When I look at my own Christian life, I sometimes get a wistful feeling about my early days as a follower of Jesus. The experience of the Gospel was fresh in those days! I had the maverick temperament, and being a young Christian in high school in the 1970s was a fine way of being a maverick! I was a shy introvert, but I wasn’t at all shy about being a Christian! Jesus was the passion of my life, and I didn’t care what other people thought about that ‘little eccentricity’ of mine!

Nowadays people like to talk about ‘moderation in all things’, but in the New Testament I don’t detect any respect for moderation about following Jesus. Sheldon Vanauken once wrote “It is not possible to be ‘incidentally a Christian.’ The fact of Christianity must be overwhelmingly first or nothing”. Moderate Christianity will not change the world – it’s quite comfortable with the world as it is. But full-blooded Christianity has a holy discontent with the world as it is; its prayer is ‘Your kingdom come, your will be done ion earth, as it is in heaven’.

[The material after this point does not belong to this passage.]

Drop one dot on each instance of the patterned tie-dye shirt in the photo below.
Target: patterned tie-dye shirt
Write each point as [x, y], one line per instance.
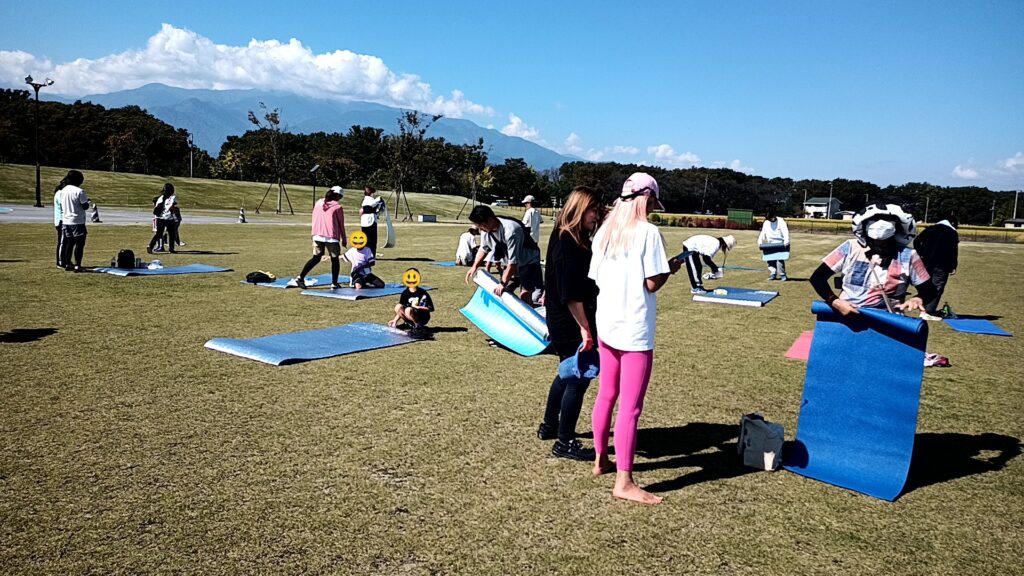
[863, 281]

How do we keep our spiritual fervour? I know of no other way than to be turning back to Jesus in prayer every day, reading the Bible and mining it for fresh truth, not being content with going over the same ground over and over again, but looking for the next step – the new thing the Lord is teaching us, the next challenge in our journey with him. And it’s also important to be with other Christian people, sharing our faith with each other encouraging each other, re-evangelizing each other. Lumps of coal glow red with flame, but take one of them out of the fireplace and put it off by itself, and the flame soon dies. We need each other.

Today, in my Lenten observance, I want to pray from the heart these famous words from St. Richard of Chichester, the 13th century bishop:.

‘Thanks be to thee, my Lord Jesus Christ, for all the benefits thou hast given me, for all the pains and insults thou hast borne for me. O most merciful Redeemer, friend and brother, may I know thee more clearly, love thee more dearly, and follow thee more nearly, day by day. Amen’.